Avro
Avro is a row-based data format and a data serialisation system released by Hadoop working group in 2009.
For more details please visit official documentation and to read about comparison with other formats read Demystify Hadoop Data Formats: Avro, ORC, and Parquet.
Mainly I’m focusing on following points:
- Avro serialisation / deserialisation
- Schema evolution and avro compatibility
Avro serialisation
Here I’m taking example an example how avro bytes are encoded.
public class MyRecord{
int id;
String data;
String section;
}
Avro schema for above class will be
{
"type": "record",
"name": "MyRecord",
"namespace": "com.avro.test$",
"fields": [
{
"name": "id",
"type": "int",
"default": 0
},
{
"name": "data",
"type": [
"null",
"string"
],
"default": null
},
{
"name": "section",
"type": [
"null",
"string"
],
"default": null
}
]
}
Now take a object
MyRecord r1= new MyRecord(2,”abcdefgh”,”ijk”)

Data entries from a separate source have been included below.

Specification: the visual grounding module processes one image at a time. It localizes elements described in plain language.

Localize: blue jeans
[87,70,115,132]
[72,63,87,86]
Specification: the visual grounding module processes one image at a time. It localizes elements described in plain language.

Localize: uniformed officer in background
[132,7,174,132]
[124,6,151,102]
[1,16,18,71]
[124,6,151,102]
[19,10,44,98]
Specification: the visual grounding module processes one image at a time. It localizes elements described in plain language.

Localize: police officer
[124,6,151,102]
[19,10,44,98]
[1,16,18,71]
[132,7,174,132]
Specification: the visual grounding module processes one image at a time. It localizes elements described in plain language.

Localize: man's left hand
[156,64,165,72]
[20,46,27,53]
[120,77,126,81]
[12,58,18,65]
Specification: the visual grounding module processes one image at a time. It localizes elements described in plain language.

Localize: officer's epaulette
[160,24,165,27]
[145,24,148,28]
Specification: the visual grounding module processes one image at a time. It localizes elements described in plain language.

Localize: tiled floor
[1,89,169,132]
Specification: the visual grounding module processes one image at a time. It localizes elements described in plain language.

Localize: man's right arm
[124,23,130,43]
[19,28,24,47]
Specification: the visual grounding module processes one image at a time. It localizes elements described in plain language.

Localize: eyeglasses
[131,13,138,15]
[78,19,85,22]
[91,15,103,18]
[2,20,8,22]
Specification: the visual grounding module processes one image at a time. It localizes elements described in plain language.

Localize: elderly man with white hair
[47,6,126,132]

Now let’s see how binary encoder works for it. Encoding is recursive call.
Stack for parsing the schema will look like:
ROOT: start symbol of any grammar.
SEQUENCE : Represent field has multiple field inside it, or type is having multiple values.
TERMINAL : fields with primitive types null, boolean, int , long, float, double.
IMPLICIT_ACTION : non-terminal symbols which can be automatically consumed e.g. string, bytes.
There are few more symbols please check org.apache.avro.io.parsing.Symbol class.
So encoding is recursive call, here are the steps which will be involved:
Initially buffer = []
Step 0 :
schema = root schema and datum = MyRecord(2,”abcdefgh”,”ijk”). As schema is root it will call to encode it field sequence first.
Step 0.1 : Encode id = 2, schema = {“name”: “id”,”type”: “int”,”default”: 0}
Here int is TERMINAL symbol so it will encode it.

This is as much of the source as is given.